I start to unravel, a little at a time at first, then it takes hold of every part of my being and devours me! It's that Overwhelming Stress, I fight for control over! For the past two weeks, I have been unusually stressed. Lack of sleep, sadness and grieving add up to emotional vulnerability–every feeling I had is magnified by being worn down. It began Saturday night when I wanted to hide, tell people to leave me alone and shut down emotionally to stop the pain. I imagined holding a sign with Leave Me Alone written in large letters across the front and back. I wished I could be invisible. Even small, ordinary events like a text message became irritating. I pushed down my screams, though they still echoed loudly in my mind, and worried about losing control. But in true June form, I found a small window of balance and got thru my commitments on Saturday!
Again in true June form, I judged myself as weak for not being able to get past the hurt, the overwhelming emotion and felt lazy for not being as productive as I could be in the one hour or so I had on Sunday! I needed to be hard on myself–how else would I pick myself up and get thru the next couple of non-stop weeks. But judgments add to emotional pain, just like going over and over the negative experience. When you think about a negative experience over and over you experience it many times instead of just once. I dove deeper into a black hole.
I realized I used helping others as a way of avoiding my own feelings. I’d pushed down too many feelings and now my numbing wasn’t working. Most people have a point where they want to shut down emotionally and numb themselves. Emotionally sensitive people reach that point sooner, with less provocation, and stay overwhelmed longer than people who are not emotionally sensitive. Sometimes emotionally sensitive people attempt to stay numb most of the time in order to avoid the intensity of their feelings. I know I do it, understandable but not helpful in the long run. Numbing means feeling tired from fighting the feelings, feeling anxious, plus experiencing long-term effects of stress. In addition, I will reach a point where numbing doesn’t work.
Numbing is not just about using drugs or alcohol. Some people numb through withdrawing, shopping, staying busy, sleeping, talking constantly or helping others. Many people stay half-present by using multiple activities to avoid being present or experiencing their feelings. When the numbness starts to wear off, I feel anxious and uncomfortable. The feelings are too strong.
Knowing ways to comfort myself when in emotional pain is helpful. Many people reach out to others for comfort.
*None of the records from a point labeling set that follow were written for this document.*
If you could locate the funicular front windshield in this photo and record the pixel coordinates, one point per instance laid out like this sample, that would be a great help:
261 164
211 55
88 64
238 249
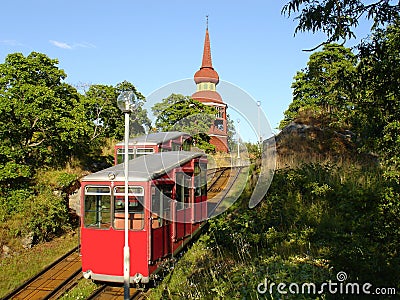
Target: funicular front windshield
135 207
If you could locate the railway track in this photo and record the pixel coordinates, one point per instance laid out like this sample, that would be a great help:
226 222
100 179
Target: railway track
53 281
107 292
219 185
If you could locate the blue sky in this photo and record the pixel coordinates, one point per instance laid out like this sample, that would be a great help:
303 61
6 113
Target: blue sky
154 43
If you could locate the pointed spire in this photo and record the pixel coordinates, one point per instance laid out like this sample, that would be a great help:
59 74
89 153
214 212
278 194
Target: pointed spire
206 72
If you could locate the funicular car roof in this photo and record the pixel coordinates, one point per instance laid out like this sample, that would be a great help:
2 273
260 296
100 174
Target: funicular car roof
155 138
145 168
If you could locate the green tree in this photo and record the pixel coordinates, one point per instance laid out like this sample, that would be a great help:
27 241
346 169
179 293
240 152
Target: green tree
378 107
41 117
325 87
182 113
338 18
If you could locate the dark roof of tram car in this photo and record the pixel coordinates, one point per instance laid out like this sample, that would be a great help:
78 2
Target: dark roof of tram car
155 138
146 167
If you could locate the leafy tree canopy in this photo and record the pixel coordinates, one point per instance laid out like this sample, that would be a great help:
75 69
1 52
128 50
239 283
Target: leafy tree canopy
104 114
325 86
41 117
338 18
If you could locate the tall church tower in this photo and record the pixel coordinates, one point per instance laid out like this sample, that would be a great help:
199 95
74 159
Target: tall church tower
206 80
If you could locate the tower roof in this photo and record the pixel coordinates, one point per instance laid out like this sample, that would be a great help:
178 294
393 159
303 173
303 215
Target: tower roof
206 72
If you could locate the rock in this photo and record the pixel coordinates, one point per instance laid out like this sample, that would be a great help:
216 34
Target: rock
6 251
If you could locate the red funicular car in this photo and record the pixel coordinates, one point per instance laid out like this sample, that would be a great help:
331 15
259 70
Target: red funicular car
153 143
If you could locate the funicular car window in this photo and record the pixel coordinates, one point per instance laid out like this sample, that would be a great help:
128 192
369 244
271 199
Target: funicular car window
183 185
160 203
175 146
186 145
97 207
135 207
144 151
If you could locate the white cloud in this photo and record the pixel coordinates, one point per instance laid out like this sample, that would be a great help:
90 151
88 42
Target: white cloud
10 43
84 45
60 44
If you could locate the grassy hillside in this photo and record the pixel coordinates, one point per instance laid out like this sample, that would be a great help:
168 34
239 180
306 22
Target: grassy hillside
328 211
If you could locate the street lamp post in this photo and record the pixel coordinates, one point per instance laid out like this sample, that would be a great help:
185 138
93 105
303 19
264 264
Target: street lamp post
125 103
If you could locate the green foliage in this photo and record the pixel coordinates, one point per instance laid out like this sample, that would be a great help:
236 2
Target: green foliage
315 221
107 120
13 201
182 113
338 18
378 103
41 121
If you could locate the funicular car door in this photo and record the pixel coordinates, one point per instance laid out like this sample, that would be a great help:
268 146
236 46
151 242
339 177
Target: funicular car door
184 201
161 194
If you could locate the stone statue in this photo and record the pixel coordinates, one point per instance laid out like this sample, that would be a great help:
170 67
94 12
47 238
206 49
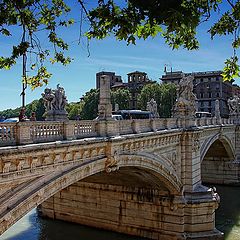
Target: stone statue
234 105
186 101
152 107
217 109
55 102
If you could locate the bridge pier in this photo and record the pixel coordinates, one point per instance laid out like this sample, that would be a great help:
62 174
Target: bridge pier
150 213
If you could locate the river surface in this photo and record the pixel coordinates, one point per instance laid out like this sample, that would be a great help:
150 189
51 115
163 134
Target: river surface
32 227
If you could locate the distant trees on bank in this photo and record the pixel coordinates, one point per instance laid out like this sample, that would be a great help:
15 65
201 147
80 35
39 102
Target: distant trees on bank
87 107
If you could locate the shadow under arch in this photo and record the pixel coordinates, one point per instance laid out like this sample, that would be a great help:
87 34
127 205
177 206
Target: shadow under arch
225 141
43 188
218 161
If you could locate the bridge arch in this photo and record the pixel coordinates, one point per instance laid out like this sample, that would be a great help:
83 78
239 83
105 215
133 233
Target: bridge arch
217 161
46 186
225 141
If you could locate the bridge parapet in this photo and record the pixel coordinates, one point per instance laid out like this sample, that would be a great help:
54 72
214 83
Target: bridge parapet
48 131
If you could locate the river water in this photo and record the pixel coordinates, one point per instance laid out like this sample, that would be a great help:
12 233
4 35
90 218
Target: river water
31 227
For others, being with people at those times is too difficult. I am the one who pulls away! I snap and push away! I don't want people to see the sad June and few have. But you can rest assured if you do see that side and I do reach out to you, I'm in emotional trouble and experiencing the pain at my worst!
I try and Stay mindful. It’s a lot easier to be mindful of a beautiful beach or sunset than to be mindful of intense grief and loss. But noticing and feeling grief is part of emotional health. To not be mindful and experience painful feelings means the feelings could affect your health and may come out in destructive ways.
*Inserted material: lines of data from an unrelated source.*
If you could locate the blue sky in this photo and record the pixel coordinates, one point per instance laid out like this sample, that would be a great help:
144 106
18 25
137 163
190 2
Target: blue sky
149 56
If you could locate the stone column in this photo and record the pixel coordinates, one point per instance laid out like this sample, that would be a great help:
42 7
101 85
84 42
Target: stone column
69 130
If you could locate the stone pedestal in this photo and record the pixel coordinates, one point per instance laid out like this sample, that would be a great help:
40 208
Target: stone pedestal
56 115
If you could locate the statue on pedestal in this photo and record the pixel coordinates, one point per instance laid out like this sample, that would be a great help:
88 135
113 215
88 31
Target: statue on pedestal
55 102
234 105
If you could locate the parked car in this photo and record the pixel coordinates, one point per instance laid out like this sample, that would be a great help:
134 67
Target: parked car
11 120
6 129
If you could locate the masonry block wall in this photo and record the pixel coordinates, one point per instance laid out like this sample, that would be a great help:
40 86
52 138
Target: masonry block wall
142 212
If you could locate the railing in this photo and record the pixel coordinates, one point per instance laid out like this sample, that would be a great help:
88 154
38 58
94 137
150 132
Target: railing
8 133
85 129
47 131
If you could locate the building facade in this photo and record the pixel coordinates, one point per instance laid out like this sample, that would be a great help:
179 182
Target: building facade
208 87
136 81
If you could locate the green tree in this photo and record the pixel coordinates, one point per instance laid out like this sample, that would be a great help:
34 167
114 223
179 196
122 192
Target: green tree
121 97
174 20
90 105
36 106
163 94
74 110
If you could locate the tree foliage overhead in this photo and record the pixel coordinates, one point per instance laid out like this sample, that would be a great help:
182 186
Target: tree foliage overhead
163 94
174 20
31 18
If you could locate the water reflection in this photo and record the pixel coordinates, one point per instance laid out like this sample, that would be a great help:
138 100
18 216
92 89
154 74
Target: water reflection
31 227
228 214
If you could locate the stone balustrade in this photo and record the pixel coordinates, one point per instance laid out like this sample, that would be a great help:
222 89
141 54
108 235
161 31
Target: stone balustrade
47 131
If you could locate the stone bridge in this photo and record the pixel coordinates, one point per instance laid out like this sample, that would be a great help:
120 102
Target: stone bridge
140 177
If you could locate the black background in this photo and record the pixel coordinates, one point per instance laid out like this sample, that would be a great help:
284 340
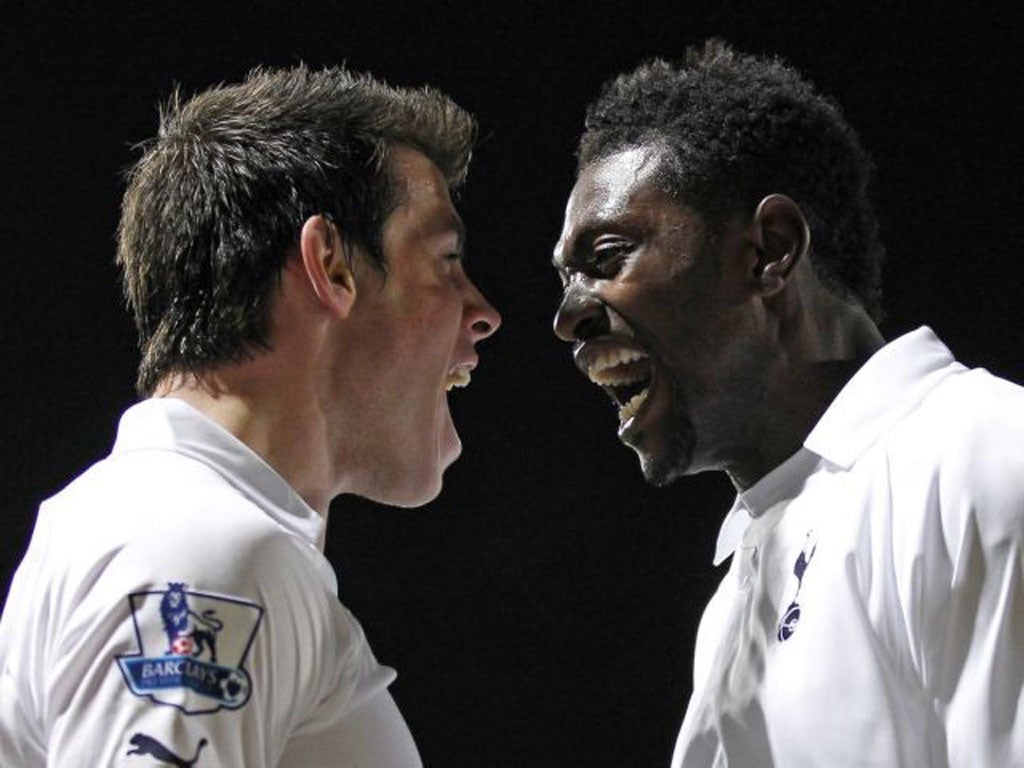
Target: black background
542 610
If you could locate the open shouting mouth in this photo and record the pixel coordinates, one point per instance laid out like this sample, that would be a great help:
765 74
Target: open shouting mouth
625 374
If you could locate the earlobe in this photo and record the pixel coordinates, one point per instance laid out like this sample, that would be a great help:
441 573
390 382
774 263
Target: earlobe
781 238
327 265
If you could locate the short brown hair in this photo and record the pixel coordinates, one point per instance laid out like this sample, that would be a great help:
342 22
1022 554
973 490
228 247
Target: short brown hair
220 195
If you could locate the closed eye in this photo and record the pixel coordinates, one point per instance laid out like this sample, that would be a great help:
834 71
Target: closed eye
608 256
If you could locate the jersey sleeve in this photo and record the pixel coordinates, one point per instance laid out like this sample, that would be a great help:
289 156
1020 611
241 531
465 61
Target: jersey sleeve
212 646
973 640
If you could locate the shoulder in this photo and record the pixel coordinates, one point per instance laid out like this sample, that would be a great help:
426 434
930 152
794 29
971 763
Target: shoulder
956 464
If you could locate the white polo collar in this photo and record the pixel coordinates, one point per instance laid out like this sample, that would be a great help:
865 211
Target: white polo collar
170 424
888 387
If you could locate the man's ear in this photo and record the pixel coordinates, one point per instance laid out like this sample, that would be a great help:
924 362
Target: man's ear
327 265
781 238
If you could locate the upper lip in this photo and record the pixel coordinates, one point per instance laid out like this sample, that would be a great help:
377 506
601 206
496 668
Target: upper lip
602 354
459 373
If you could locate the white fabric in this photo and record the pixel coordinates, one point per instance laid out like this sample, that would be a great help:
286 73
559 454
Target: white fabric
182 510
905 508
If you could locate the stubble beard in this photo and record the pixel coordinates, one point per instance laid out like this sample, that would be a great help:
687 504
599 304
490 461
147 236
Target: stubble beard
677 458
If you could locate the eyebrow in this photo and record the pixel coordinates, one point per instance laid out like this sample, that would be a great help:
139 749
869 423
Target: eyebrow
584 236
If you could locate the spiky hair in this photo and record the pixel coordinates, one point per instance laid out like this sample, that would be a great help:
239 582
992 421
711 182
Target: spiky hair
220 195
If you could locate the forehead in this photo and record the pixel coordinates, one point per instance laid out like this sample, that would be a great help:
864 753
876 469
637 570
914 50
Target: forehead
423 203
617 190
608 184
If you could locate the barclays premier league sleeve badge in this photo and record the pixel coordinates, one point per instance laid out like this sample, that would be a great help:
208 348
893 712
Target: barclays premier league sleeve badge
192 649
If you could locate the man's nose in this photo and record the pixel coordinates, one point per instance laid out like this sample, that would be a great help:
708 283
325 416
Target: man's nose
581 315
479 316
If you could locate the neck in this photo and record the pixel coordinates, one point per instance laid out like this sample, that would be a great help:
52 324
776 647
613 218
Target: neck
821 347
280 424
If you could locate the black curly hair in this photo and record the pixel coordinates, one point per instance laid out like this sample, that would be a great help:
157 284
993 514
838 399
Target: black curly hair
733 128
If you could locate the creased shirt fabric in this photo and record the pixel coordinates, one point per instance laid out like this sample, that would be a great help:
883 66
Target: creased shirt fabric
174 604
873 610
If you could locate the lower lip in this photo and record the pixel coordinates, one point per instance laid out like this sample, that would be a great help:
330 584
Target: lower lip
632 424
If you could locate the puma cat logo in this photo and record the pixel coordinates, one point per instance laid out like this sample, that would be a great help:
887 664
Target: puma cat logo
148 745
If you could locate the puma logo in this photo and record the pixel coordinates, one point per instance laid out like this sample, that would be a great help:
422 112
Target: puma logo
144 744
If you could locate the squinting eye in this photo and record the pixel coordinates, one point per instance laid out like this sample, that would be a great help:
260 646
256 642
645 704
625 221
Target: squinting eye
608 259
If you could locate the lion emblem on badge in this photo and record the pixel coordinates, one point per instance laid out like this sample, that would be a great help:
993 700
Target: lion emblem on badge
188 633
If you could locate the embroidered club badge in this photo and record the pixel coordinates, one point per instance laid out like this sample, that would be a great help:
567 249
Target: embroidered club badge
791 617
Take a break. Finding ways to comfort yourself and still feel the difficult emotions means the emotions can pass more quickly. Facing emotions is different than soaking in them until they drain you dry. Once I've acknowledged and expressed my feelings, I know its not helpful to go over and over the same thing in my head. That reignites the emotions.
Isolating or hiding is not healthy, but taking a short break to recoup my energy could be productive. The difference I think, at least for me, is that taking a brief break is purposeful and time-limited, and is not about avoidance.
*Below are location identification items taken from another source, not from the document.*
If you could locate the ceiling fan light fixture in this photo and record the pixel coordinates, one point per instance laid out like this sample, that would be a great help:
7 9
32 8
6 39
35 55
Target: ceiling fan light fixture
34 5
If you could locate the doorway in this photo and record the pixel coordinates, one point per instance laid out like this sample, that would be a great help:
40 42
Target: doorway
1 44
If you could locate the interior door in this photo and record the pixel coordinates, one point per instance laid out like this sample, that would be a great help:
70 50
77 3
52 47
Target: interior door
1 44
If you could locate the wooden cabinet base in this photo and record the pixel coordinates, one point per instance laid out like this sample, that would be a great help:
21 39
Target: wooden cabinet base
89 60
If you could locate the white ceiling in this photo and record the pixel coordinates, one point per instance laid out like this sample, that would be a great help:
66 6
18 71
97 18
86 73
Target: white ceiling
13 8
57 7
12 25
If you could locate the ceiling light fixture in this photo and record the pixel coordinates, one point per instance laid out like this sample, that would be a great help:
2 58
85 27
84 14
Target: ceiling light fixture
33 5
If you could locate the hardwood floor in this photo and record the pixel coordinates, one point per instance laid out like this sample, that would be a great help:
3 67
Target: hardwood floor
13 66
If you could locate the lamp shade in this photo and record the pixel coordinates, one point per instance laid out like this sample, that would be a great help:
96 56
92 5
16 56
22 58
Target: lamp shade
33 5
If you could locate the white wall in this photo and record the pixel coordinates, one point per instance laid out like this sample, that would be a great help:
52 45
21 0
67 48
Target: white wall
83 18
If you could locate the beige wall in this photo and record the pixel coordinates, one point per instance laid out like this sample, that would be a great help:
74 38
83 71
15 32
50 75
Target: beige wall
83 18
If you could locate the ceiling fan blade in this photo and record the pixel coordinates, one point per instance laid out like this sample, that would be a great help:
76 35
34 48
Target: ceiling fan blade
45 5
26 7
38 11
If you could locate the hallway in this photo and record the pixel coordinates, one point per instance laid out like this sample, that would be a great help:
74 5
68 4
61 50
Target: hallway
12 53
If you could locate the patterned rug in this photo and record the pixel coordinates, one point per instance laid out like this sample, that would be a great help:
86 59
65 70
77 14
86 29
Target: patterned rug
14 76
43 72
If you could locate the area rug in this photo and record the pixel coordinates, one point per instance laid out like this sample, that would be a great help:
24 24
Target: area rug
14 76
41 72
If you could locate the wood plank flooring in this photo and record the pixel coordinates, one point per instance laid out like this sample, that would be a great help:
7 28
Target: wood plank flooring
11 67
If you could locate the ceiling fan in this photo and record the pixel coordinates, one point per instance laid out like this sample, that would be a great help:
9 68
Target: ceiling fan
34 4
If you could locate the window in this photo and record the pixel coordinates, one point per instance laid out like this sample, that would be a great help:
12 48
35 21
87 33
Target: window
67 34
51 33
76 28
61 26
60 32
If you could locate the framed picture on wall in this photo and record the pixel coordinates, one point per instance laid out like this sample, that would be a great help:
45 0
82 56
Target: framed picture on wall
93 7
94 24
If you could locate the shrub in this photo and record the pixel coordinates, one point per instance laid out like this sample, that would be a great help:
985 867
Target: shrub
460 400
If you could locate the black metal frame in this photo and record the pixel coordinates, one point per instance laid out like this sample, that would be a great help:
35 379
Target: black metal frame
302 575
Sometimes emotionally sensitive people become reactive to their own emotions. Feeling any painful emotion scares me, because I have years of experience with the difficulty of managing intense emotions. Accepting loss as a normal part of life that everyone experiences at some point is part of not fighting against reality. Grieving and feeling hurt and disappointment are part of being human.
I am on Day #3 of feeling overwhelmed, tearful and out of control! I try and change the story I am telling myself. If I
look at the emotionally difficult situations I have experienced, sometimes I find a common pattern. People often have hot buttons, me included, and it can
create a lens through which I see the world. Sometimes I see myself as responsible
for circumstances that truly are not in my control or I tend to give
too much power to others. I have to challenge myself to see the
situation in a different way. I look for meaning in the experience or a
lesson learned. I have to look for the parts of the experiences that were in my control and
what I could have done differently.I am not weak for grieving. I am not weak because I felt disappointment! I am not weak because I couldn't change you! I am not weak because I can't be everything to everybody! I am not weak because I need to say the word NO! I am not weak because I want you to know I love you! I am not weak because I hurt and cry! I am not weak because I asked for your help or needed a hug!
I AM just human, I AM just one person trying to make the world a better place, I AM just a woman who has a PASSION for LOVE and LIFE!
From my heart to yours, I walk with a heavy heart again today!